O ser humano descartável e a esperança – Sr. Raimundo

Era o último dia de aula em que eu ministrava um curso sobre questões de sustentabilidade — ambientais, sociais e econômicas — para queridos e incríveis professores e professoras alfabetizadores da rede municipal de uma capital de um estado brasileiro. Para esse dia especial, planejei uma aula prática, ou seja, "in loco". Então, embarcamos em um ônibus, no qual nem cintos de segurança havia, e seguimos por um caminho de terra, sacolejando sem qualquer garantia de conforto ou segurança, enquanto adentrávamos a mata do interior dessa amada capital brasileira.
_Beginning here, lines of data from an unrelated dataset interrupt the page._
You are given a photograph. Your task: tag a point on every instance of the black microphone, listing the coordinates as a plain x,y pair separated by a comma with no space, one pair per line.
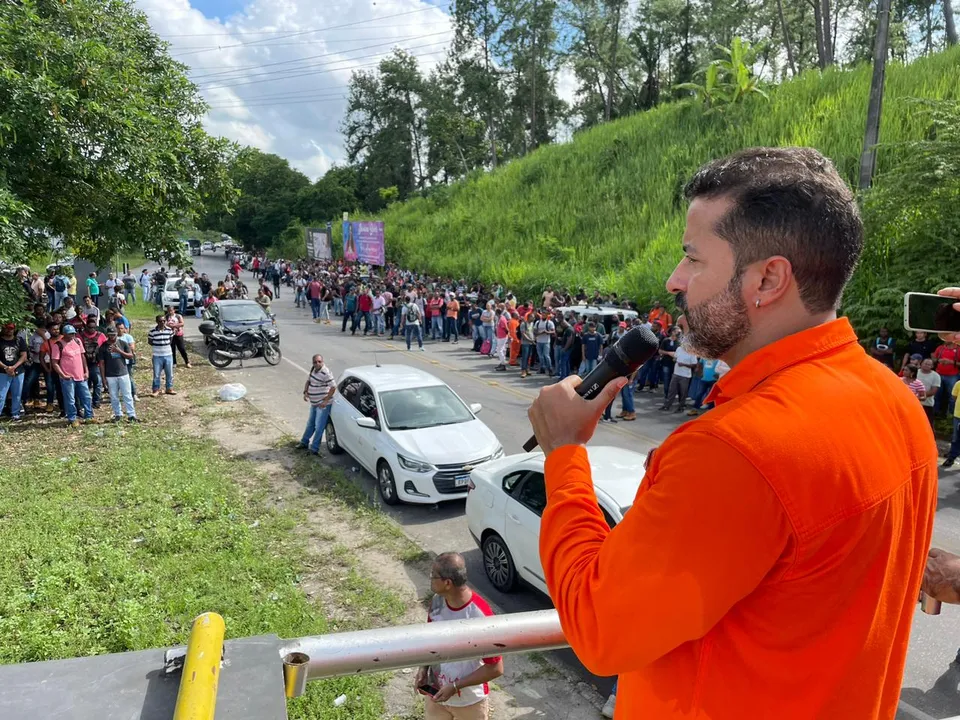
637,345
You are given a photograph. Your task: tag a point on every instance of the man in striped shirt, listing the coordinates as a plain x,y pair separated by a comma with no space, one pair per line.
160,339
318,391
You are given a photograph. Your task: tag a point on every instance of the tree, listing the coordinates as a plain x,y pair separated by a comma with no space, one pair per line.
384,128
527,46
476,26
329,197
101,133
268,189
868,156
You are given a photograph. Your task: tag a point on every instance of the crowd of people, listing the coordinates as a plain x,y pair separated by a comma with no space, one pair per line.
70,356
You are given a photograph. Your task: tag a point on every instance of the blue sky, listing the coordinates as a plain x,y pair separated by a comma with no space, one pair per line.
221,9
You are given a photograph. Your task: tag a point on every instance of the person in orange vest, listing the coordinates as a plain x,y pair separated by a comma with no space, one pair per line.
770,563
659,314
514,336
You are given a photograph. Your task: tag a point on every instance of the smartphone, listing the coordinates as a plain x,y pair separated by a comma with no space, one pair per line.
930,313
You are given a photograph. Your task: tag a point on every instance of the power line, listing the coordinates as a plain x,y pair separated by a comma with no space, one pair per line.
290,102
315,30
262,77
292,94
325,41
312,57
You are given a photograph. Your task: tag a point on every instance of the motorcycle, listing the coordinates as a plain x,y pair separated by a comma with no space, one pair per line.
225,348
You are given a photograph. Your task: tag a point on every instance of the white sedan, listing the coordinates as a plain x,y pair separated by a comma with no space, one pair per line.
507,498
171,296
410,431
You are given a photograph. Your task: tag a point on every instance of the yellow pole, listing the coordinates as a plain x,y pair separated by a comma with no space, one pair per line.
201,669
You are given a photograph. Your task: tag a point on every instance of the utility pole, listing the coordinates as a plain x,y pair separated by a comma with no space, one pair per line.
868,157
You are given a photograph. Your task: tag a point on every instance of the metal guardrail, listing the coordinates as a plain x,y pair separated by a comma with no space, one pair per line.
393,648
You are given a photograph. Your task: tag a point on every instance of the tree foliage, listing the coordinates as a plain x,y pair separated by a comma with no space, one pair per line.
101,140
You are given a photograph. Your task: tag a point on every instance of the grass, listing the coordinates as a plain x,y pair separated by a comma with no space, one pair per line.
605,211
116,537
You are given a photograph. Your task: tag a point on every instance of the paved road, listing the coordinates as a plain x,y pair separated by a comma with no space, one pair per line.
931,681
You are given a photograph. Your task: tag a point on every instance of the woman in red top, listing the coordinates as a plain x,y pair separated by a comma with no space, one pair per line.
947,357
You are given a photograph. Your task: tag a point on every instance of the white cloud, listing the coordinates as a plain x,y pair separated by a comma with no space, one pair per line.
294,107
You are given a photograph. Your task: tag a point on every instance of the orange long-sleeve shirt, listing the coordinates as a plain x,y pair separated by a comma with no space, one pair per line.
771,562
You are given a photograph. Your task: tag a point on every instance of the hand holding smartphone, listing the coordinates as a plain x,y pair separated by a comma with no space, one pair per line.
929,313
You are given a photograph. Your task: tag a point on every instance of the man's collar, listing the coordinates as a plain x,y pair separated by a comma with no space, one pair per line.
779,355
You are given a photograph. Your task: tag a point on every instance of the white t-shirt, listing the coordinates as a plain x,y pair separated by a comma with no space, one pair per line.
450,672
409,311
686,357
542,330
931,384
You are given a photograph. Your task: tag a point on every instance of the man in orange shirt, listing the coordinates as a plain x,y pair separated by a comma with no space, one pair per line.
512,325
771,561
660,315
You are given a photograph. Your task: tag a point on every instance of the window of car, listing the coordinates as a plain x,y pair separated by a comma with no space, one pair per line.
532,493
350,390
367,403
242,312
512,480
416,408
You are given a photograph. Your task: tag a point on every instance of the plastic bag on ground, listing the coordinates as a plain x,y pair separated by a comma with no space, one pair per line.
231,392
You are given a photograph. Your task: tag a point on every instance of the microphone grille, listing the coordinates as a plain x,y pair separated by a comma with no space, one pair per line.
638,344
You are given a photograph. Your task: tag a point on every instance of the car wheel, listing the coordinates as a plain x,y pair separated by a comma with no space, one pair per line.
498,563
271,353
330,435
386,484
217,360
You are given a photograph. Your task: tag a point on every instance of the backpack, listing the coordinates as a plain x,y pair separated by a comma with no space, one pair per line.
90,347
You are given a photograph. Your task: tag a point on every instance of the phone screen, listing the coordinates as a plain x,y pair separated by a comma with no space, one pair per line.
933,313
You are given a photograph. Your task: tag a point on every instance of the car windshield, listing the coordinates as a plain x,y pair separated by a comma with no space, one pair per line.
243,312
416,408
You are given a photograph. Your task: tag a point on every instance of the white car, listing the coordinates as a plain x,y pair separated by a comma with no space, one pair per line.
171,296
507,498
410,431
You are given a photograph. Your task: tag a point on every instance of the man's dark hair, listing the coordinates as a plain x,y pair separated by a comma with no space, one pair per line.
789,202
450,566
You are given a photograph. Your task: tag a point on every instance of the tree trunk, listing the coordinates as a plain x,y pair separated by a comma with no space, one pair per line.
818,27
491,125
533,81
949,22
416,141
611,74
786,38
868,158
827,32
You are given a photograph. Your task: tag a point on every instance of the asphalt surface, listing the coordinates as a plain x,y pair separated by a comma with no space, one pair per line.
931,680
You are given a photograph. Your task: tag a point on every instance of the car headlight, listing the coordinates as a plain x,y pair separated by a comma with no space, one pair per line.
414,465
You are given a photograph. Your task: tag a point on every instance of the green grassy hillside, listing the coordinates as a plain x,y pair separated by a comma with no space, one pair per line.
604,210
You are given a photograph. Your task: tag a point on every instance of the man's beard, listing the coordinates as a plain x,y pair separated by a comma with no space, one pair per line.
717,324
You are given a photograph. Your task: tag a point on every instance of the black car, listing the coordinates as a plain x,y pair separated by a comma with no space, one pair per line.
235,316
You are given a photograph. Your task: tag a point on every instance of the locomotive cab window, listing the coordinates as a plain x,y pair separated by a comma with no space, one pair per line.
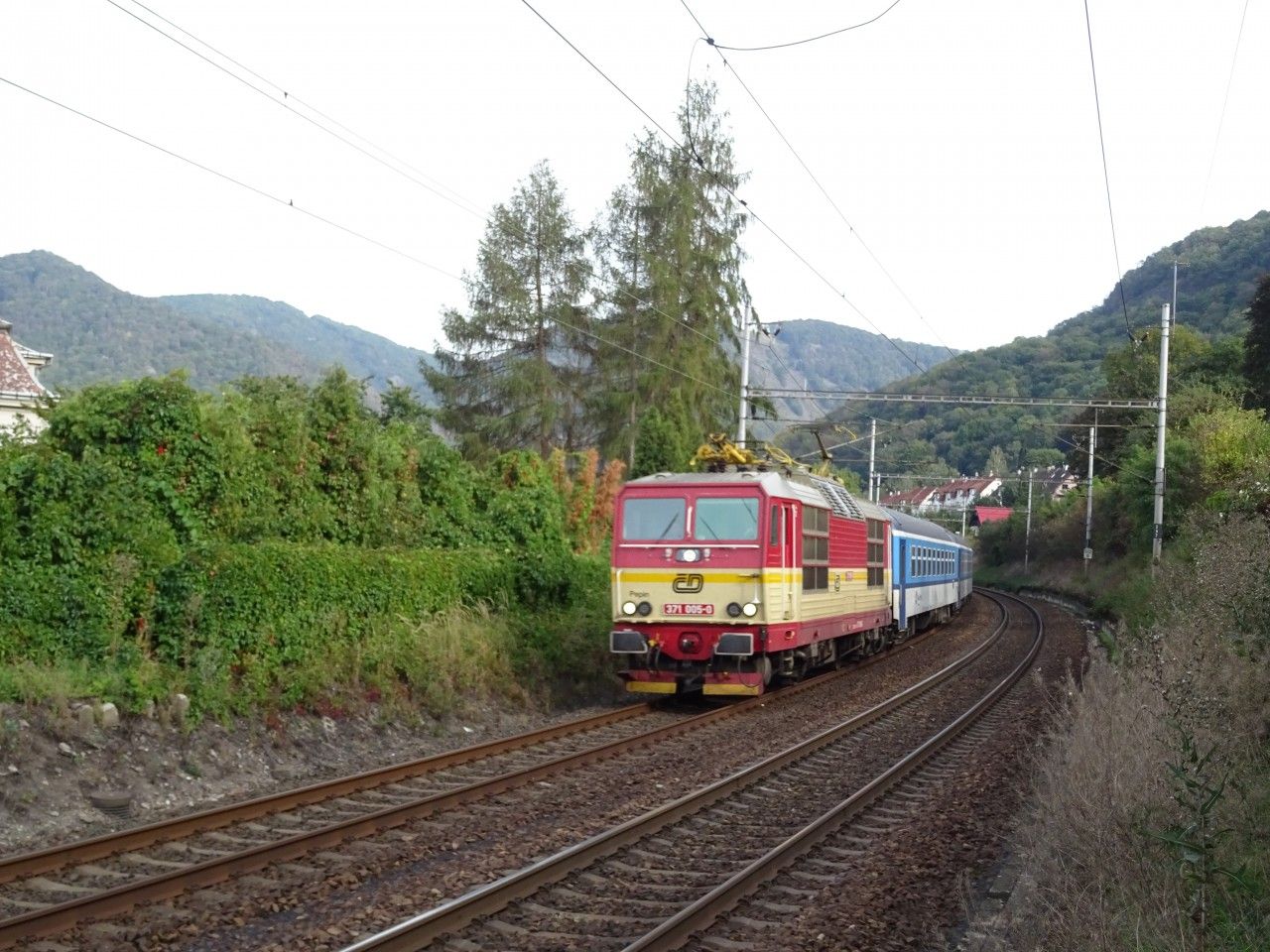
875,557
653,520
816,548
729,518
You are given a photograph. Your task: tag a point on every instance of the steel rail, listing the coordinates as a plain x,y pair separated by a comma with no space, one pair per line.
112,901
418,932
672,933
139,837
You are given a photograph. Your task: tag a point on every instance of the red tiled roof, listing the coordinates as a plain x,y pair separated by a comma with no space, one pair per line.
992,513
16,376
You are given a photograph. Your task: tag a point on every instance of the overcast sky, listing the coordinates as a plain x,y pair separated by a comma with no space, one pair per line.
959,140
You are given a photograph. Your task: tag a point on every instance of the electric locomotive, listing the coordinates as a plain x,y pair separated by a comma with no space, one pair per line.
725,581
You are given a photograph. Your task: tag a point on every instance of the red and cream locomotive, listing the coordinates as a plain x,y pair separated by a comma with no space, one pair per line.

Chegamos! Ao descer do ônibus, fomos recebidos por um céu povoado por corvos. O cheiro, insuportavelmente fétido, se entranhava nas nossas narinas, provocando uma sensação de náusea. O impacto foi devastador ao nos depararmos com imensos paredões de lixo, que se erguiam em direção ao céu, imponentes e ameaçadores. Entre essas muralhas de lixo dispostas numa espécie de círculo, uma fossa, se mostrava diante de nós. Palavras não conseguem capturar a magnitude daquela cena desoladora. Era uma visão aterradora, simplesmente estarrecedora!

Refleti sobre a questão ambiental. Todo aquele lixo, imenso e insuportável, é gerado por nós, seres humanos! Contudo, esse impacto pareceu insignificante diante da cena que se desdobrou diante de meus olhos: crianças e adultos, imersos naquele mar de lixo, vasculhando em busca do que pudesse ser aproveitado, até mesmo comida. Vi, então, uma criança, com um brilho de surpresa nos olhos, ao encontrar um pote com restos de iogurte. Com as pontas dos dedos, ela tentava saborear a migalha de uma vida que, para muitos de nós, seria e é desperdiçada.

Foto: Acervo pessoal/ Sandra

Tentei respirar, mas era difícil, pois, a cada suspiro, o cheiro insuportável invadia meu corpo. Foi então que vi um senhor agachado, cabisbaixo, com a pele marcada por erupções, resultado do contato com o lixo. Me aproximei e perguntei se ele poderia conversar comigo. Ele não me olhou nem respondeu, permanecendo imóvel. Insisti, e finalmente ele, sem me encarar, disse: "Falar comigo por quê? Vocês vão embora e tudo continuará igual. Ninguém nos vê aqui. Somos o lixo descartado. Somos seres humanos descartados. Você tem nojo de mim e não pode fazer nada para mudar isso."

Nesse momento, e eu realmente não sei de onde surgiu essa ideia, respondi: "Há algo que posso fazer. Se o senhor aceitar tirar uma foto comigo, eu prometo que a estamparei em todos os lugares onde for possível. Em cada palestra que eu der, vou finalizá-las com a sua foto e contar a história deste lugar, para mostrar que existem pessoas, inclusive crianças, vivendo aqui."

Naquele instante, ele ergueu a cabeça e, finalmente, pude enxergar seus olhos, marcados pela tristeza. Me apresentei e perguntei seu nome: "Sr. Raimundo". Ele estendeu a mão, e eu a apertei com respeito. Senti, talvez apenas uma impressão minha, que ele queria saber se eu teria coragem de tocar sua mão, coberta de pruídos devido ao contato constante com o lixo.

Apertamos as mãos, e quando me preparei para tirar a foto, ele disse: "A foto precisa ser no meio do lixo, dentro do fosso." Tentei disfarçar meu pavor (acho que não consegui), respirei fundo, sentindo aquele ar denso, turvo e cinza. Pedi, em pensamento, para o meu anjo da guarda me ajudar a não vomitar, e então seguimos para o centro do fosso do lixão, caminhando sobre metros e metros de lixo, rodeados pelas imensas montanhas de lixo que nos cercavam e me apavoravam.

Não há palavras que possam capturar o horror de um lugar como aquele, mas, nos olhos do Sr. Raimundo, pude perceber um lampejo de esperança na hora da foto. Nós nos olhamos e, contra toda a adversidade, conseguimos sorrir. Nos abraçamos, e uma de minhas alunas registrou esse momento, a foto que vocês podem ver ao lado desta história.

Ah, a esperança! Foi o Sr. Raimundo quem me ensinou a sempre carregá-la no coração, não importa o quão desolador o cenário seja.


Beijos de Luz.



***

Sandra Marcondes

Psicanalista, advogada e com a esperança sempre carregada no coração!